This is a textbook on aircraft design aimed specifically at undergraduate students. The authors bring their considerable joint experience both in industry and as teachers to provide a text aimed at supporting a university course in aircraft initial design.
The core is a set of worked examples through which are followed each of the principal stages of a conceptual design. These are a family of civil business jets, a military turboprop trainer and an advanced military jet trainer, all types with which the authors are very familiar. Students are encouraged to use these as examples to follow in creating their own coursework design studies. The authors argue for the need to prepare the student for real-life problem-solving as distinct from academic structured material with unique answers. They claim learning aircraft design needs to involve number crunching, working in a team and is best done with a relatively well-known aircraft type, rather than a novel non-existent one, so that comparisons with existing alternatives may be made.
The scope is suitably broad for an introductory text, covering not only a quick historical survey and the basic aerodynamics, but matters important to industry including market needs, manufacturing and overall costing. It keeps strictly to fixed-wing aircraft, predominantly subsonic, and states clearly those areas not covered in detail. There are sections that briefly introduce supersonic flight and the emerging opportunities for electric propulsion.
There is much good material here with a balance of topics. The student is given a clear insight into the very wide range of factors to be considered when setting out to create a satisfactory overall design with commercial potential.
The ‘industrial approach’ refers to the authors’ practical expectation that the student aiming to take up design as a career will most likely go to work in a major company and should be given some insight into the working practices to expect.

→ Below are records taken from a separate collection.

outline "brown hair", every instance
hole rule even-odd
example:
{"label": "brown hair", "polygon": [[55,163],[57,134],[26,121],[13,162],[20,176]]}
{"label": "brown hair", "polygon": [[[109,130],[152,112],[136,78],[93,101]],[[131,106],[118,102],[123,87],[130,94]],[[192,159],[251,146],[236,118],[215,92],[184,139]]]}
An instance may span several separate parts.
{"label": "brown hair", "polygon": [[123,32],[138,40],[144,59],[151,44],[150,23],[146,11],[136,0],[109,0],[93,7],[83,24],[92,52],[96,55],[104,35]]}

Part I gives an overall introduction including aerodynamic fundamentals, wings, bodies and tail, aircraft statistics and configuration choices. Part II develops the example designs through a number of steps – layout, undercarriage, weight and centre of gravity, drag, powerplant integration, and sizing including family derivatives, aircraft performance and cost considerations. Part III looks at further aspects including loads, stability, materials and structures, manufacturing considerations and aircraft systems.
While acknowledging that the design process is a highly iterative one, the authors have tried to give a ‘linear’ development through the book from one topic to the next. The use of a small diverse suite of examples to tie things together is commendable. However, the linearity is rather lost in the text, with considerable cross-referring.
This is a very large book, perhaps 50% longer than D. P. Raymer Aircraft Design: A Conceptual Approach (American Institute of Aeronautics and Astronautics. 2018 – Sixth edition). The reason appears to be the excess of repetition. Some points are made over and over, and on some pages, statements or even whole paragraphs are repeated in only slightly modified form. The style is verbose. Frequently poor grammar and minor errors create apparent contradictions and ambiguities. Numerous references are made to Kundu’s earlier textbook Theory and Practice of Aircraft Performance (John Wiley. 2016), which is recommended as a companion volume. It gives more detailed performance analyses of the same example aircraft, but at least a half of that book has been repeated in the present volume.
What seems missing is the clear succinct presentation of the completed design proposals that industry would expect for management review, the university should expect from completed coursework and surely the student will look for in model examples.
This could be an excellent textbook, but it needs significant editorial tidying.